Intel Arc Graphics vs. AMD Radeon vs. NVIDIA GeForce For 1080p Linux Graphics In Late 2023
Following last month's launch of the Intel Arc Graphics A580 for a sub-$200 graphics card backed by an open-source Linux driver stack I ran some benchmarks looking at the Intel Arc Graphics compute performance against NVIDIA's proprietary driver stack. In today's article is a fresh look at the 1080p Linux gaming/graphics performance across Intel Arc Graphics, AMD Radeon, and NVIDIA GeForce GPUs while using the latest Linux drivers.

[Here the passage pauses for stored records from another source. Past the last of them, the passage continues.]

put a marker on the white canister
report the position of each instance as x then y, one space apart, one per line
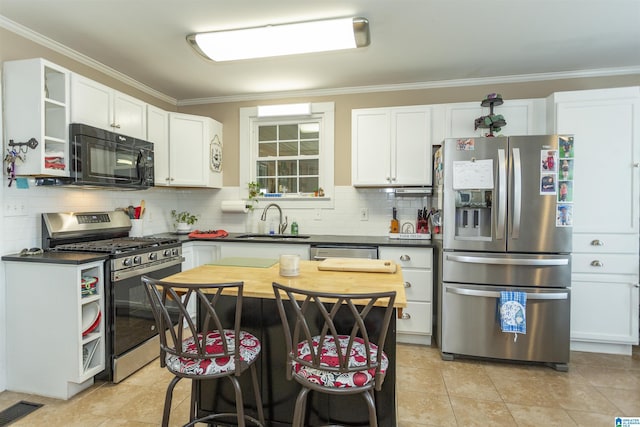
289 265
136 228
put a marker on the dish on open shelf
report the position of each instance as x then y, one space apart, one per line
88 285
90 317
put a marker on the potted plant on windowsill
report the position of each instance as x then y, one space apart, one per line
183 220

Today's article is offering a fresh look at the Linux gaming/graphics performance in the mid-range space with a focus on 1080p. For this fresh comparison was Ubuntu 23.10 with the Linux 6.6-rc5 kernel in use. The Intel and AMD Radeon graphics were running on Mesa 23.3-devel via the Oibaf PPA as of 14 October. On the NVIDIA side was the same system hardware/software but using the NVIDIA 545.23.06 Linux driver as the latest at the time.
The graphics cards tested for this 1080p-focused Linux gaming comparison included:
- Intel Arc Graphics A380
- Intel Arc Graphics A580
- Intel Arc Graphics A750
- Intel Arc Graphics A770
- AMD Radeon RX 6600
- AMD Radeon RX 6700 XT
- AMD Radeon RX 6750 XT
- AMD Radeon RX 6800
- AMD Radeon RX 6800 XT
- AMD Radeon RX 7600
- AMD Radeon RX 7700 XT
- AMD Radeon RX 7800 XT
- NVIDIA GeForce RTX 3060
- NVIDIA GeForce RTX 3060 Ti
- NVIDIA GeForce RTX 3070
- NVIDIA GeForce RTX 3070 Ti
- NVIDIA GeForce RTX 3080
- NVIDIA GeForce RTX 4060
The comparison was limited with the graphics cards I had available (with for example still missing out on much of the RTX 40 series due to NVIDIA not sampling them to Phoronix for Linux testing) and obviously foregoing the very top-end NVIDIA/AMD cards that aren't really focused on 1080p Linux gaming and just become CPU bound.